C:\Users\%USERNAME%\AppData\Local\Packages\CanonicalGroupLimited.UbuntuonWindows_79rhkp1fndgsc\LocalState\rootfs\

It’s not something easy to remember. Non-obvious is one thing; this is obscure.

Mind you, this wasn’t the directory location before the Fall Creator’s Update of Windows 10, though the prior location wasn’t easier to remember anyway. I’m sure Microsoft has more work to be done on WSL, and things like this will remind us that WSL is very much a work-in-progress.

The Windows world, and WSL, it seems, are meant to live separate lives. You can try to have them both work together, but there are several caveats. You can read some of them from Microsoft’s WSL interop documentation.

There are many more signs that WSL’s existence inside a Windows 10 system is a clumsy kludge. The ps command shows only the processes under that shell environment. It doesn’t show anything happening in the Windows world.

The netstat command inside WSL doesn’t show any network connections (i.e. netstat -an), not even though inside WSL, although interestingly it can show you the route table (i.e. netstat -rn). The tcpdump command doesn’t work at all.

WSL is so different you almost might be better off running Linux inside a proper virtual machine.
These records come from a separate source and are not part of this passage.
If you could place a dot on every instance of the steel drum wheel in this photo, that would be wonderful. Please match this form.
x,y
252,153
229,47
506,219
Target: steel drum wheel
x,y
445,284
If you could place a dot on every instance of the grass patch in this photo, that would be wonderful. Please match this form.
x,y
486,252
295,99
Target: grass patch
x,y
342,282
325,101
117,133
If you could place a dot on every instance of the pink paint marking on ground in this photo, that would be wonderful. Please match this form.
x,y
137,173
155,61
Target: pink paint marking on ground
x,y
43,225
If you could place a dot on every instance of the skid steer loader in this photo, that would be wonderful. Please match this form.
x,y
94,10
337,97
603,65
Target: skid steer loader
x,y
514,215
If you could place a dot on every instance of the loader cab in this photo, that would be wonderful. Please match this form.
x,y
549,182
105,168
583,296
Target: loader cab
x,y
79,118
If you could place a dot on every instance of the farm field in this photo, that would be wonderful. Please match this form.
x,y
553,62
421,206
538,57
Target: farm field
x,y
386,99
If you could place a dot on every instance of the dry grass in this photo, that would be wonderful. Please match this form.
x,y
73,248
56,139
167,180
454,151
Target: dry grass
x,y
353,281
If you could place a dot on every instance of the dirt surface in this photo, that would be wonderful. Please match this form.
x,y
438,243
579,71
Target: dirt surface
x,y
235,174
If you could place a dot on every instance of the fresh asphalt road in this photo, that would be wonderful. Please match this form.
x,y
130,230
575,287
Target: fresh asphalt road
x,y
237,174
One of the reasons I like the Mac so much is that all the knowledge and expertise I’ve picked up on Linux and other Unix platforms largely applies in macOS. In fact, that’s the reason why many people who work with Unix-type systems, including programmers, web developers, system administrators and network administrators, are very happy Mac users.

I can poke around the system and troubleshoot problems on the Mac by applying the knowledge I’ve brought over from working with other Unix systems. I can’t say the same with WSL. I can, hopefully, be productive inside WSL itself, but I will continue to be somewhat clueless trying to deal with components outside of WSL.
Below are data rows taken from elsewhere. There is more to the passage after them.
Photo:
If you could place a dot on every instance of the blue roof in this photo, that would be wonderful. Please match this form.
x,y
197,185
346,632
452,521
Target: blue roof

However, there is one area that some people may be better off with WSL. With WSL, you can opt to install a familiar Linux distribution like Ubuntu. If, for example, you’re a web developer who’s not terribly familiar with Linux, and you simply want a Ubuntu environment because all the documentation you have assumes a Ubuntu environment, and you mostly ever need to deal with applications above the OS, then good for you, WSL probably works very well for you.

The Mac, on the other hand, may be a flavour of Unix that is too foreign for some users. There is no apt command in macOS, not out-of-the-box anyway. Some things work differently, just like there are always differences between variants of Unix environments.
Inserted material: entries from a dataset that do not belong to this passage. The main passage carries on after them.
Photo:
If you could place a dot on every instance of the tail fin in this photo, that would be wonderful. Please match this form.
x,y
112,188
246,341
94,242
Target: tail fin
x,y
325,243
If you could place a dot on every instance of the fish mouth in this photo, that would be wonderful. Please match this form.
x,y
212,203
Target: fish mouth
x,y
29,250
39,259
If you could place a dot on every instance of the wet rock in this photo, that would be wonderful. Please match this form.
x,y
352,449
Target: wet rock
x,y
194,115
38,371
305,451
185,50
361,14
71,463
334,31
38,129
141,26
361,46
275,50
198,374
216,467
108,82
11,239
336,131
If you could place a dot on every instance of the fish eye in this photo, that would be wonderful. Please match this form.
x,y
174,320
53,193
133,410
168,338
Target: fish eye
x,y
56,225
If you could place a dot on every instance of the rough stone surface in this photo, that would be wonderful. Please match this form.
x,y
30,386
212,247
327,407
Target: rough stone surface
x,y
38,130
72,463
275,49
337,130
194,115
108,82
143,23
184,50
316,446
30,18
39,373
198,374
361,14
If you need step by step instructions to work in a Linux environment, unfortunately macOS isn’t Linux. WSL might work better for you in this case. For my blog-related work, I have workflows that involve processing photos with ImageMagick as well as other automation scripts, and sure enough WSL works fine for these jobs.

In summary:

  • If you are a developer who works only on apps above the OS, WSL is probably fine for you.
  • If you are a system/network administrator, and/or wants to work with the OS, and/or expect some legit Unix-type environment, WSL will likely drive you crazy.

I expect that most discrepancies in the WSL environment can be remedied. Perhaps, we could even come to a consensus on how to deal with C: and D: sort of drives in the WSL environment.

In the meanwhile, I am pleased to report that I have survived a few exercises of frantic system and network troubleshooting from a Windows 10 computer. Actually, all the Windows 10 computer needed to do was to give me a working network and many SSH windows. It’s a big change in the user experience for me.